Even deciding what to generate reagents to is no easy task: take the 25K human ORFeome and mix in various post-translational modifications (proteolysis, phosphorylation, glycosylation, ubiquitination (and its cousins SUMO, NEDD8, ISG15 and several more), acetylation, lipidation) and variant folding/activity states, and there are almost certainly more than the 100K targets that they propose going after -- which is one of the first statements in the paper.
Their review of available technologies is brief, but gives a quick listing of about all the choices -- none of which has been proven to be scalable to the task. There's even the question of whether heterodox scaffolds, such as non-antibody protein scaffolds or nucleic acid aptamers, are appropriate or whether antibodies are the only way to go. Deciding on what assays to support for validation is no easier than deciding what to target, and doing validation on that scale may be a bigger challenge than generating all the reagents in the first place.

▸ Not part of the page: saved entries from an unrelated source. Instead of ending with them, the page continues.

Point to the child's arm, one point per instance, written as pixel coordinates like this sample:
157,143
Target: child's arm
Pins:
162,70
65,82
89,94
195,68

They also propose wrangling the available information on binders, in particular keeping track of where things bind. The current state of affairs is terrible, with many antibodies labeled only with common names by the ever expanding multitude of antibody suppliers. Worse yet, the same antibodies are sold by multiple vendors, but with no consistent way to tell -- except by looking for identical background noise in the Western blot images from each vendor. Sites such as ExactAntigen try to get a handle on things & cut down the tedium of antibody identification a bit, but the antibody information world is more chaos than order.
All that said, boy is this project needed! They will need a lot of luck (and copious quantities of money), but the lack of off-the-shelf affinity reagents for any protein of sudden interest is a serious handicap for validating array or computational experiments, as I found all too often in my last job. DNA & RNA have the elegant beauty of Watson-Crick pairing; if only such a rule system could be devised for protein!
BTW, if you don't get Nature Methods, the print subscriptions are given out pretty freely to biotech/biopharma professionals.